Photography by Hunter Lacey.

It was love at first sight for Kim Pierce. She had noticed a man, Gregory, attend Father A.A. Taliaferro’s services at St. Alcuin Community Church. Pierce didn’t have a chance to speak to him until she saw him at a mutual friend’s pool party. Pierce remembers him as being social and chatting with everyone. 

Sign up for our newsletter!

* indicates required

He only remembered talking to her that night. 

They were together for five years before they were engaged. In 1998, Pierce was sitting at an airport when her friend rushed to tell her the news. Her fiancé had died. Pierce, a long-time journalist who worked at Buddy Magazine, Dallas Times Herald and Dallas Morning News, decided to sit down and write her own story 20 years ago. Her novel My Dead True Love is her tale of mourning and searching for the answers to why.

 

WHAT WAS LIFE LIKE IN THOSE FIRST FEW YEARS?

Grief is a journey of a lot of pain. And there’s just no way around it. Much of the first part of the book is taken from what you would call my grief journey. We didn’t really have support groups back then. And the way we do now, we didn’t have the Internet to connect. Joan Didion hadn’t written her wonderful book, My Year of Magical Thinking. At least for me, I wasn’t going to find what I needed in a church. I turned to friends and my writing and just spent a lot of time being sad and crying.

 

WAS THERE ANY POINT IN YOUR EXPLORATION THAT YOU FELT RELIEF?

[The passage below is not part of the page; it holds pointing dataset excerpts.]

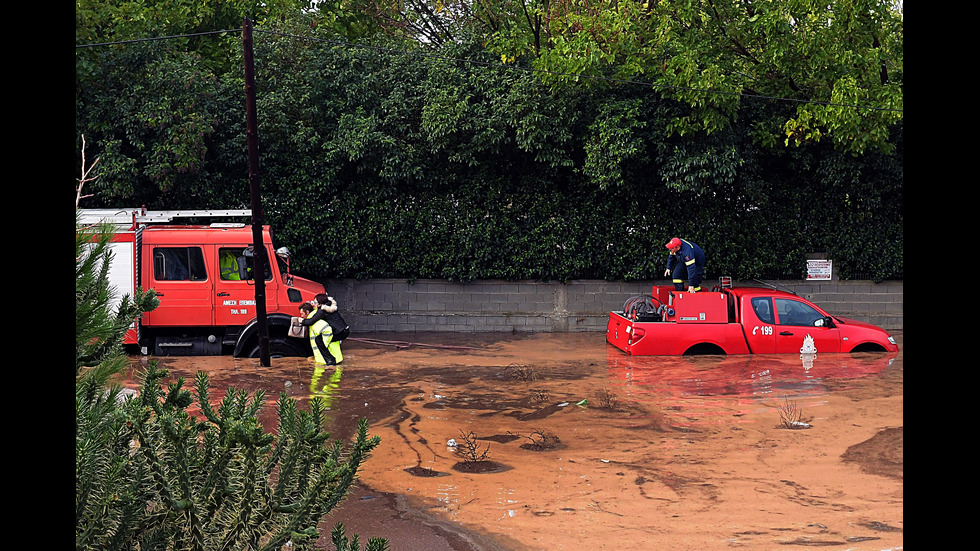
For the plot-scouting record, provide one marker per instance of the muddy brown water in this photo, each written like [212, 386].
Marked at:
[563, 442]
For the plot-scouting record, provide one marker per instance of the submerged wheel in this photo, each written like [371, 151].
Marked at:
[704, 348]
[279, 348]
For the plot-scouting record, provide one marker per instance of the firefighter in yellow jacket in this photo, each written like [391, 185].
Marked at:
[320, 336]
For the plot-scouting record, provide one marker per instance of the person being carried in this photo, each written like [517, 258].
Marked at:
[320, 335]
[327, 310]
[685, 262]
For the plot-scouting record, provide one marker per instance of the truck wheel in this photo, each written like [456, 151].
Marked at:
[279, 348]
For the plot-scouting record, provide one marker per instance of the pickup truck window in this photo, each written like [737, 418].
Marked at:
[179, 264]
[792, 312]
[763, 309]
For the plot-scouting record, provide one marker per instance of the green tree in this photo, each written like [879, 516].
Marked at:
[149, 474]
[839, 62]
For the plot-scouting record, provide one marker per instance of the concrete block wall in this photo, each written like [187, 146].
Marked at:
[379, 305]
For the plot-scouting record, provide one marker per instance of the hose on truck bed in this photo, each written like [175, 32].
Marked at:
[643, 306]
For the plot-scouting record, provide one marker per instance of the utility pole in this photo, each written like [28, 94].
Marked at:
[252, 132]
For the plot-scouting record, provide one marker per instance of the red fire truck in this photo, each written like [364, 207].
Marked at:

 I really felt that way with the reading. It was such a release of so much pain and burden. And unfortunately, I shared it with a friend of close friend who basically said to me, “you know, those people are fake, they have ways of finding things out.” And because he was such a close friend with whom I’ve shared so much, it was just like deflating a balloon. 

 

WHEN DID YOU START WRITING YOUR NOVEL?

I started writing it almost immediately after he died. I would write to Celtic music. And I got it up about 13 chapters. And this was probably over a couple of years. And then I did what so many fiction writers do. I got to a point and said to myself “Now what?” because I didn’t understand how to develop the story. So, I got in the writer’s course, and really learned some of the nuts and bolts of construction. I was also able to develop it as a narrative, outside of the constraints of having everything be factually accurate. This is very hard when you spent your whole career verifying facts. It gave me the freedom to fictionalize it and make it into a true novel, without sacrificing so much of the information.

 

AT WHAT POINT IN YOUR GRIEF PROCESS DID YOU START EXPLORING?

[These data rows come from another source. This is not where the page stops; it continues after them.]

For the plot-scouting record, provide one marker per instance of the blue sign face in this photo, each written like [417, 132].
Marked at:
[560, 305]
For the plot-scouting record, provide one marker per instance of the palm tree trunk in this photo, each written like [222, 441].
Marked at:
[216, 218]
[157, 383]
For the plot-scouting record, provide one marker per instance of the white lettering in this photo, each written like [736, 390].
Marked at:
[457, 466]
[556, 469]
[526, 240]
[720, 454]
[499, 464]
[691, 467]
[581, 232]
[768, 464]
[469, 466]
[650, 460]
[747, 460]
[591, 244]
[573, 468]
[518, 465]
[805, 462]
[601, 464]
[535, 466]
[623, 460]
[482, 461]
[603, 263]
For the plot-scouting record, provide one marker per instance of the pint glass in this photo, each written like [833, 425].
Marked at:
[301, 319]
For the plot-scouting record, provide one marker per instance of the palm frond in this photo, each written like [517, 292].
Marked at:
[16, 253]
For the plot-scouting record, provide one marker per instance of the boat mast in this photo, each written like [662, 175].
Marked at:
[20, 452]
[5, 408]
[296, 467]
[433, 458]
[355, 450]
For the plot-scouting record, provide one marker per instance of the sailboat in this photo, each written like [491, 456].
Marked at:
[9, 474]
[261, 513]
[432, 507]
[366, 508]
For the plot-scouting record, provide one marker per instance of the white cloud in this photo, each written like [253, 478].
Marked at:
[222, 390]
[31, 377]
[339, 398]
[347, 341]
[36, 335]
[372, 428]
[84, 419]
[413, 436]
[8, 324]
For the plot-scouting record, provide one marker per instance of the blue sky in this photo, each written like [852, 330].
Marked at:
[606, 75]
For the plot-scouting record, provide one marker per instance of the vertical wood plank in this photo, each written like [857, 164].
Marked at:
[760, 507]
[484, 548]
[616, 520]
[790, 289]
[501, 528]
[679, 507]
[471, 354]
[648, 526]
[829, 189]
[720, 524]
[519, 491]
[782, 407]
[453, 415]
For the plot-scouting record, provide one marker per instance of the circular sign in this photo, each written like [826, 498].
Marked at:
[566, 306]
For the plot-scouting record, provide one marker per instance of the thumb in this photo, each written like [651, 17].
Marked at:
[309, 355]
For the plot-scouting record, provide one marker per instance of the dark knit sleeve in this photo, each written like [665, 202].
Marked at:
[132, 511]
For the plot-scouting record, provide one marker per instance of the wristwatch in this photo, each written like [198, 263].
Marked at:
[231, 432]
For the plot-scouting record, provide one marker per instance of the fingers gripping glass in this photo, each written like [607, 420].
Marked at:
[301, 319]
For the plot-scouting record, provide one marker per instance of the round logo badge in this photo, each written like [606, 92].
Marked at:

Almost immediately, in one of my one of my counselors that I went to, told me about a medium she had encountered with a group of professionals that she knew. And she said, “I think this might help you. And I think this woman is legit.” And she was right. It was a remarkable reading. As it was as good as they get. And this was before we were ever talking about what are called evidentiary mediums, which are mediums who asked for information that can be verified when they work as a mediums.

HOW LONG DID IT TAKE YOU TO PROCESS AND EXPLORE THOSE FEELINGS?

I think I’m still doing it. That’s as far as coming to some sense, I know I’m on the right path, I will put it that way. I now really take a lot of my direction from Suzanne Giesemann, who is both a mystic and a medium, but not airy fairy in any way. She used to be a naval commander. So she certainly doesn’t come at this from any sort of, shall we say “woowoo” direction. I feel the scale is tilted towards something being out there for all of us.

 

WHAT’S IT LIKE SELLING YOUR BOOK?

While I’m still doing, it’s hard. It’s not something that comes easy to a journalist. I’m lucky that my partner now is a retired salesman. So, he’s always helping me find ways to promote it. I just want to get it out there for people who need to read about this kind of exploring, and so it’s very comforting to certain people. It’s also a lovely story about women bonding. 

 

AFTER SOMEONE HAS READ YOUR BOOK, WHAT DO YOU WANT THEM TO WALK AWAY WITH? 

I want their heart to be open. I want them to feel a certain elation. And I hope they feel some curiosity about some of the seeds I planted in the book and desire to find out more about what I wrote about.